Sarah and Lauren have grown up and grown apart. Although they’ve known each other for 20 years, they have always been very different. Sarah was born into money and her regal parents have taught her certain opinions and mannerisms that are often only emulated by the upper class (sniff, sniff). She has the sort of family that would push less desirable family details under the rug if they would tarnish the family image, and her parents are considered celebrities of sorts. Lauren, on the other hand, is more down to earth and doesn’t put on airs. She doesn’t have the best relationship with her family, or the worst, for that matter. She does have ambition for her career and is very independent; it’s not hard to guess which of these confidants is known for being “rich” while the other is more noticeably “pretty.” Coincidentally enough, this reference comes from a comment made in passing by prep school dates.
This review contains some spoilers and quotes from the book
“Sarah talks too loud. It’s a problem.”
— excerpt from Rumaan Alam’s Rich and Pretty
With both girls now living in New York, Sarah becomes engaged to her long-term boyfriend. There’s no question in her mind who her maid of honor will be. With no sisters of her own, it’s clear that her childhood friend Lauren will suit the role nicely. After all, Lauren is her best friend. Isn’t she?
For better or for worse, it’s not long before the preparation for this joyous occasion begins to magnify the differences in the two allies. Are they still friends? Why are they still friends? Do they even have anything in common? As the grand day approaches and yet another milestone is reached, the true colors of their friendship are revealed. True to life, there are so many layers to their friendship: the nitpicking, the misunderstandings, not to mention the non-verbal communication that can only be done between good friends.
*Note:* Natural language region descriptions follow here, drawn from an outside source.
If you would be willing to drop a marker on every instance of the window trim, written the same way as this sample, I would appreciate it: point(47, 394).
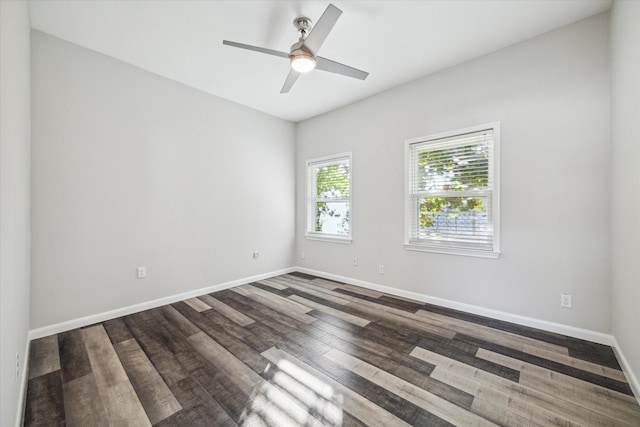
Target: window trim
point(327, 237)
point(426, 247)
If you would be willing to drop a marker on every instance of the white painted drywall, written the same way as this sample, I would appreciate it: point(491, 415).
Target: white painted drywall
point(551, 95)
point(625, 203)
point(15, 137)
point(131, 169)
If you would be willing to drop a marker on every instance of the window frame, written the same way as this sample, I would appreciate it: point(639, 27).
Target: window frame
point(450, 248)
point(311, 199)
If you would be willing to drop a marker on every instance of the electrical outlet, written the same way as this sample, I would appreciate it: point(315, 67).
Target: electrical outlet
point(17, 374)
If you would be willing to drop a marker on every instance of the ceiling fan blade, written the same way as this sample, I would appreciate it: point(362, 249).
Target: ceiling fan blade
point(321, 30)
point(256, 48)
point(325, 64)
point(291, 79)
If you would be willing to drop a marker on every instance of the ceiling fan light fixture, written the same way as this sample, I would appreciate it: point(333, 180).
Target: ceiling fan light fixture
point(302, 62)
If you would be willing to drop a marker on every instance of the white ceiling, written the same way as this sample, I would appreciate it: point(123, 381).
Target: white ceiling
point(395, 41)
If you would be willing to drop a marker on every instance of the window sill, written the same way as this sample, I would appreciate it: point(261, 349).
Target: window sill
point(328, 238)
point(453, 251)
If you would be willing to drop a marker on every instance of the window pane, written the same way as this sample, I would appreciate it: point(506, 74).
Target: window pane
point(459, 168)
point(332, 181)
point(332, 217)
point(455, 219)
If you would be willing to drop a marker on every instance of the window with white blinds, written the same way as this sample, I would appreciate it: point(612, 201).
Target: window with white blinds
point(329, 198)
point(452, 196)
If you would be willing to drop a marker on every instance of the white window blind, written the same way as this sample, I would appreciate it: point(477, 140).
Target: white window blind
point(451, 192)
point(329, 198)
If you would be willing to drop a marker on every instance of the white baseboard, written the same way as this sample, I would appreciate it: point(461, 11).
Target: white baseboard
point(23, 384)
point(107, 315)
point(571, 331)
point(626, 368)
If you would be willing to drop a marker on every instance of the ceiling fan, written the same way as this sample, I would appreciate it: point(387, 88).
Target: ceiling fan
point(303, 53)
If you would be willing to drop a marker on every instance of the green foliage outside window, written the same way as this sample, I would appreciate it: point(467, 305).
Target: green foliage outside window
point(332, 182)
point(462, 168)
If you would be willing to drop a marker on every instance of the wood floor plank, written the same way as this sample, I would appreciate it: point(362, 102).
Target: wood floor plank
point(227, 311)
point(590, 377)
point(83, 405)
point(45, 357)
point(430, 402)
point(490, 334)
point(117, 330)
point(584, 365)
point(197, 304)
point(297, 314)
point(355, 404)
point(282, 302)
point(201, 408)
point(357, 357)
point(613, 404)
point(273, 284)
point(45, 401)
point(358, 321)
point(164, 360)
point(104, 361)
point(521, 401)
point(183, 324)
point(74, 360)
point(240, 349)
point(266, 401)
point(156, 398)
point(122, 404)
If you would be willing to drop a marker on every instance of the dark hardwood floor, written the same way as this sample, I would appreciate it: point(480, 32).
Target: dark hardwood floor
point(300, 350)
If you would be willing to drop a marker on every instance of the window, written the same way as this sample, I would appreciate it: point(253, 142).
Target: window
point(452, 195)
point(329, 198)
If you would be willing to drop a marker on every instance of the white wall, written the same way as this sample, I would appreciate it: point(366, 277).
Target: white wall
point(625, 218)
point(15, 135)
point(551, 95)
point(131, 169)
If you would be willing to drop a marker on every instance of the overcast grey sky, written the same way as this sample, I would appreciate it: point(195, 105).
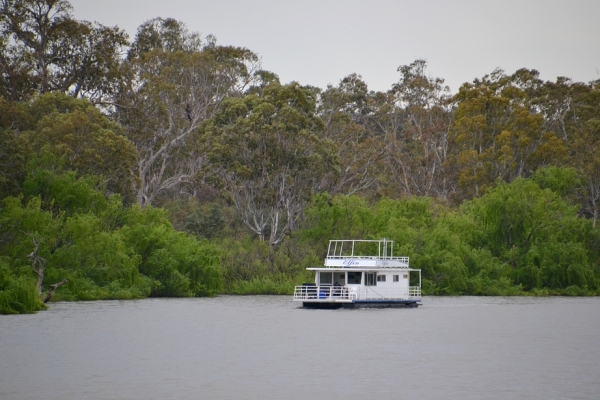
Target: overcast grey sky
point(318, 42)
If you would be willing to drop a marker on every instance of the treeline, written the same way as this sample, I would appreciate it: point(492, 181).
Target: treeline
point(170, 165)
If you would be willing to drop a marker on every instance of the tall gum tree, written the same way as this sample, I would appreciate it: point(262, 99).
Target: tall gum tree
point(345, 112)
point(267, 150)
point(43, 49)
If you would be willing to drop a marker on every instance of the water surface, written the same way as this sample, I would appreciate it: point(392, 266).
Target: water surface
point(264, 347)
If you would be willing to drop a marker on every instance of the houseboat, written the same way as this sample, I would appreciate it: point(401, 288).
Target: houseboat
point(361, 273)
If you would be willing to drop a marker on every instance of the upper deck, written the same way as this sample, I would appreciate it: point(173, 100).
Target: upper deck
point(363, 254)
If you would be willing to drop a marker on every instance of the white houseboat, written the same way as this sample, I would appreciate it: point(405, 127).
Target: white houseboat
point(361, 273)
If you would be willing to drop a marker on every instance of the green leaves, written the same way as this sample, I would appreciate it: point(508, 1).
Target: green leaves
point(266, 150)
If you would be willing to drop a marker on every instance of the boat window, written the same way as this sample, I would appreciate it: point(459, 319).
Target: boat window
point(325, 278)
point(354, 278)
point(371, 279)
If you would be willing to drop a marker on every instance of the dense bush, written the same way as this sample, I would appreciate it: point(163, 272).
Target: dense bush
point(104, 249)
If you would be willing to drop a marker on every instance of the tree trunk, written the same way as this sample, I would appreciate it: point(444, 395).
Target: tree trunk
point(52, 289)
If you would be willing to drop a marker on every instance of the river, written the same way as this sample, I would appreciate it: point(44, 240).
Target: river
point(265, 347)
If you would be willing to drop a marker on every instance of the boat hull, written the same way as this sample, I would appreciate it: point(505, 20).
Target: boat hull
point(323, 305)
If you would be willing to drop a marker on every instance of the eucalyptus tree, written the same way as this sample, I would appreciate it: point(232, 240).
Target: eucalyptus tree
point(345, 110)
point(498, 132)
point(174, 84)
point(267, 149)
point(421, 145)
point(43, 49)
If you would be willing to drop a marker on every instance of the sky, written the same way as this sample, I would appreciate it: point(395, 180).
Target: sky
point(319, 42)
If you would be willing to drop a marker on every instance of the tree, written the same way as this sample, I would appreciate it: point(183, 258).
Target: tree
point(498, 132)
point(267, 151)
point(345, 112)
point(84, 140)
point(44, 49)
point(171, 90)
point(421, 146)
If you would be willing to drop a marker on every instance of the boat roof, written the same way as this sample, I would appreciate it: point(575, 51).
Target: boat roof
point(363, 254)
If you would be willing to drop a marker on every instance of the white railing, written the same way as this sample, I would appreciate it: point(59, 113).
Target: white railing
point(327, 293)
point(333, 293)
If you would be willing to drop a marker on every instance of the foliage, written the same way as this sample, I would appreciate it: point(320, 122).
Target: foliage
point(492, 191)
point(43, 49)
point(104, 249)
point(266, 151)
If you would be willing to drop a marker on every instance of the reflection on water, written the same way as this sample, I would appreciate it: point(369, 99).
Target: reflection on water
point(265, 347)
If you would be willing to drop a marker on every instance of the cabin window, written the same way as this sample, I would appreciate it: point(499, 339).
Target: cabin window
point(325, 278)
point(354, 278)
point(371, 279)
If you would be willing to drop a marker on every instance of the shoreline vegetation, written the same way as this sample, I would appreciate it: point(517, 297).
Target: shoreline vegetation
point(171, 166)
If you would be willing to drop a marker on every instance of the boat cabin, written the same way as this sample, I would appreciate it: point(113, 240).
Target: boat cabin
point(361, 273)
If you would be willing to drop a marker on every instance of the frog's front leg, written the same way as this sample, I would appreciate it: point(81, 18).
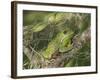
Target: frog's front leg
point(66, 48)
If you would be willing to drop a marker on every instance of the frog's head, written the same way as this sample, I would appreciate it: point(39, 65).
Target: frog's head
point(68, 33)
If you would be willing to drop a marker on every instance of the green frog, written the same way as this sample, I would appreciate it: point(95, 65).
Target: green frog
point(62, 43)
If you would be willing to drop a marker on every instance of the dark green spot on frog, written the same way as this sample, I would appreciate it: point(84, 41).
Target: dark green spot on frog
point(62, 42)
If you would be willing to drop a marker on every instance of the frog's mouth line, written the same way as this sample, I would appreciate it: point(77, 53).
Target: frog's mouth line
point(65, 37)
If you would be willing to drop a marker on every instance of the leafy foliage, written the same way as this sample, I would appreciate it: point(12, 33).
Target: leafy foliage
point(50, 37)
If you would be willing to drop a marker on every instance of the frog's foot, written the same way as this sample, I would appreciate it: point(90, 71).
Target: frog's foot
point(65, 49)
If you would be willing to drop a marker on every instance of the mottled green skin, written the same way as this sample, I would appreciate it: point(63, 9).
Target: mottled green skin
point(61, 43)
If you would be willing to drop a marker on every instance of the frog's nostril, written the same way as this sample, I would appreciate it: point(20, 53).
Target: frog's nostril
point(65, 32)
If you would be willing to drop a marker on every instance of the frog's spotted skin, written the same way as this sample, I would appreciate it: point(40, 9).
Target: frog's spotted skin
point(62, 43)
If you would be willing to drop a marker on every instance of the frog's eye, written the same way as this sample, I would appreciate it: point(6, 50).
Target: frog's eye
point(65, 32)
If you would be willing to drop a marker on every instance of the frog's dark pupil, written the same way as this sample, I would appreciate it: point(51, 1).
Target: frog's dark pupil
point(65, 32)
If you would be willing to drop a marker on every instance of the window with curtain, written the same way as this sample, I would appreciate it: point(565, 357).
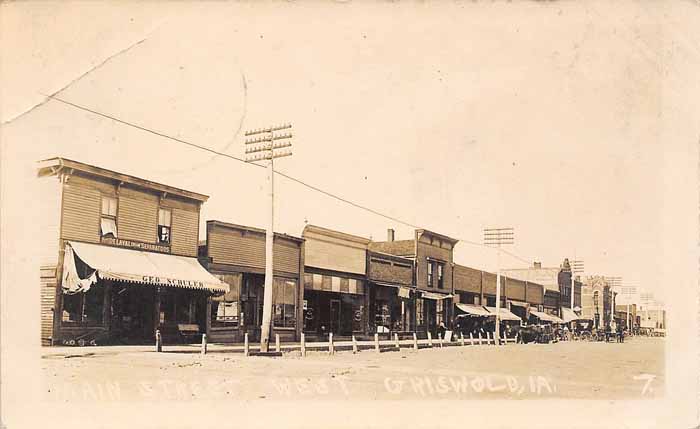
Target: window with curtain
point(225, 309)
point(108, 217)
point(420, 320)
point(164, 221)
point(284, 303)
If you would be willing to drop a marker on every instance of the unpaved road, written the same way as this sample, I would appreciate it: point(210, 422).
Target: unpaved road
point(578, 370)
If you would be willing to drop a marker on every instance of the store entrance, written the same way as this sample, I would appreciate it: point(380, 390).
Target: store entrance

As the years pass and we grow and change as Sarah and Lauren do, we might find ourselves with lifelong friends that we always stand by but don’t always know why. For that matter, we aren’t sure why we can’t just walk away or let go. For all the many good times we have with friends from childhood, occasionally they seem to fall apart when we get older. Will this be the case for Lauren and Sarah? Rumaan Alam successfully captures the female spirit in his prose; he is masterful in portraying not only the inner workings of friendship but the way our minds work as well.
“It’s about what, then? It’s about me being me, and not being you. This is what it’s about, Sarah. I am me, and you are you, and there was no difference there for, I don’t know, a decade? But now there is. And you get mad at me, for being me. And I get mad at you, for being you. Except you never actually get mad, you just get morally superior. And smug. And I don’t know what else. And I get mad. And then we don’t talk and it’s a whole fucking thing.”
— excerpt from Rumaan Alam’s Rich and Pretty
For example, although Sarah is still upset with Lauren for a recent indiscretion resulting argument, Lauren is still the first person she calls when she gets some shocking news. When deciding to call her friend, she recalls a pact they made as college girls. If one of them ever falls on the ice, the other one should fall too in order to make it less embarrassing. The promise was made jokingly, but it rings true when Sarah needs her friend. “Lolo, I fell on the ice.” She says over the phone.
I love the accurate realness of the book and would give it 5 stars if it weren’t for some slightly jarring discrepancies in the work. Although excellently done, the few awkward moments in the writing stood out starkly from the rest of the flow. In these instances, it becomes somewhat evident that either the author is male or that perhaps it has the styling similar to that of an erotica novel. So depending on what you enjoy reading, these moments in Rich and Pretty may or may not stand out to you lol. Additionally, a certain plot device involving a sordid detail of Sarah’s family history is alluded too early on and revisited more than once, but never explained or resolved. Since it wasn’t the main focus, it wasn’t too disappointing. (If you know what I am talking about, let’s discuss this in more detail below, yes?) However, it ultimately just seemed like a waste of time.
Regardless, though, if you want an entertaining read that endearingly reflects friendships, those of others and perhaps scarily your own, I would highly recommend reading Rich and Pretty.